Robert McCairns was born in Scotland October 9th, 1905. He came to Canada at the age of 18 and after travelling around the West Coast, he eventually found his way to Ontario, where he married and raised a family of two sons and a daughter at Turkey Point, on the North Shore of Lake Erie.
For more than forty years he earned his living at fishing, hunting and trapping, as well as managing tracts of the marsh. He also carved decoys and worked as a guide during the hunting season.
After a severe illness in the mid 1970’s he retired from several of his enterprises and began to carve some of the birds he saw around the Long Point marsh; ducks, herons, shorebirds, and song birds. Also fish, rabbits and turtles. Eventually he added a few domestic animals such as cats, dogs and pigs. People started to come to his place on the marsh and buy, and word got around, and by 1977 he had his first exhibition at the Lynnwood Arts Centre in Simcoe Ontario. This was followed by shows in Toronto at the Merton Gallery, Claude Arsenault’s “Home Again” folk art gallery, and the Harbourfront Community Gallery. Some of his pieces were included in a travelling show sponsored by the Ontario Craft Council. In 1989, shortly before his death, his work was the subject of a one man show at the Durham Art Gallery. This last show included a catalogue.

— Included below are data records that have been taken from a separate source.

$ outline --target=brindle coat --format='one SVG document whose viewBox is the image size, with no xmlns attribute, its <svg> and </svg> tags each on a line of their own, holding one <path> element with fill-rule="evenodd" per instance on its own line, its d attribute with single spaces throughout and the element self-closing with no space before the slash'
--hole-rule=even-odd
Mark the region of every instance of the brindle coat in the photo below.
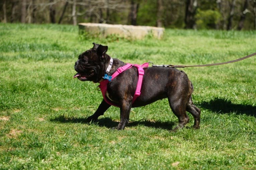
<svg viewBox="0 0 256 170">
<path fill-rule="evenodd" d="M 75 69 L 78 72 L 75 77 L 82 81 L 99 83 L 103 80 L 102 77 L 105 74 L 110 57 L 106 54 L 108 46 L 93 44 L 92 49 L 79 55 L 75 65 Z M 110 75 L 125 64 L 114 59 Z M 136 68 L 121 73 L 108 84 L 107 98 L 120 106 L 120 121 L 118 126 L 114 128 L 124 129 L 129 122 L 132 107 L 145 106 L 165 98 L 168 98 L 171 110 L 178 119 L 179 124 L 174 130 L 183 127 L 188 122 L 186 111 L 194 117 L 193 127 L 199 128 L 200 110 L 193 104 L 191 98 L 193 86 L 186 75 L 174 68 L 148 67 L 144 68 L 144 72 L 140 95 L 133 104 L 132 101 L 138 82 Z M 95 113 L 87 120 L 96 120 L 110 106 L 103 99 Z"/>
</svg>

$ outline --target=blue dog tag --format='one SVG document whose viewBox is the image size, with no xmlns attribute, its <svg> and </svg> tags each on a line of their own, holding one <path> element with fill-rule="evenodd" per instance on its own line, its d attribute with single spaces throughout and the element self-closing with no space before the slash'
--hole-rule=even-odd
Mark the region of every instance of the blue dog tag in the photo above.
<svg viewBox="0 0 256 170">
<path fill-rule="evenodd" d="M 112 76 L 110 76 L 107 74 L 105 74 L 105 75 L 104 75 L 104 77 L 102 78 L 103 78 L 103 79 L 107 79 L 109 81 L 109 82 L 110 82 L 111 81 L 111 79 L 112 79 Z"/>
</svg>

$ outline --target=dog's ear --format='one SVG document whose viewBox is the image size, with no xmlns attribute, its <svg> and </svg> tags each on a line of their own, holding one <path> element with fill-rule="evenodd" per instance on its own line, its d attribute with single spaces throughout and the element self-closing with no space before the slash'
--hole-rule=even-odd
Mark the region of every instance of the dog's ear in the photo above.
<svg viewBox="0 0 256 170">
<path fill-rule="evenodd" d="M 99 47 L 99 46 L 100 45 L 98 44 L 96 44 L 95 43 L 93 43 L 93 47 L 92 49 L 97 51 L 97 49 L 98 48 L 98 47 Z"/>
<path fill-rule="evenodd" d="M 97 54 L 99 56 L 102 57 L 108 51 L 108 46 L 102 46 L 100 44 L 97 49 Z"/>
</svg>

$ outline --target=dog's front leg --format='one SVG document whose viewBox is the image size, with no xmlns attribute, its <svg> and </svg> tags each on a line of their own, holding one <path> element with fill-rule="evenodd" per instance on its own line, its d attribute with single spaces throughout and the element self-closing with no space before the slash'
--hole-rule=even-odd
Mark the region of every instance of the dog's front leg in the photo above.
<svg viewBox="0 0 256 170">
<path fill-rule="evenodd" d="M 111 105 L 107 103 L 104 99 L 101 102 L 98 108 L 93 114 L 88 117 L 86 120 L 89 122 L 92 121 L 94 121 L 98 119 L 99 116 L 101 115 L 103 115 L 104 112 L 109 108 Z"/>
<path fill-rule="evenodd" d="M 132 107 L 131 101 L 124 101 L 120 107 L 120 122 L 117 127 L 113 129 L 123 130 L 125 125 L 128 124 L 131 108 Z"/>
</svg>

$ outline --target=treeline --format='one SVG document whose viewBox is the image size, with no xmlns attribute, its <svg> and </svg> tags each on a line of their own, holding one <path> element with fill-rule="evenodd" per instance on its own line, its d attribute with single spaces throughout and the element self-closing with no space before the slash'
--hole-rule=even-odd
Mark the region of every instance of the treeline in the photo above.
<svg viewBox="0 0 256 170">
<path fill-rule="evenodd" d="M 256 0 L 1 0 L 3 23 L 256 29 Z"/>
</svg>

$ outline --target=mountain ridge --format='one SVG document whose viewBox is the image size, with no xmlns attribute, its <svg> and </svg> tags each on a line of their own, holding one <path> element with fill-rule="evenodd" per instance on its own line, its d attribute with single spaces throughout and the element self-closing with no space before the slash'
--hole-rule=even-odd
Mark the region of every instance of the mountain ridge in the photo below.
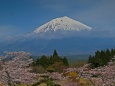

Robert McCairn’s produced what I consider to be good, honest folk art. His birds are not literal renditions of the various species, but rather they are his free interpretations of what he saw. As much as a like many of these carvings, it is his rendition of the human head which puts me over the top, admiration-wise. It may have well been a “one off” for him, but to my mind as a piece of folk art, he knocked it out of the park with that one. I felt my opinion was confirmed when I sold it at the Outsider Art Fair in New York to a well-known folk art dealer. When I handed him a bio, he said “I don’t care who he is or where he’s from. I just love that he made this piece”.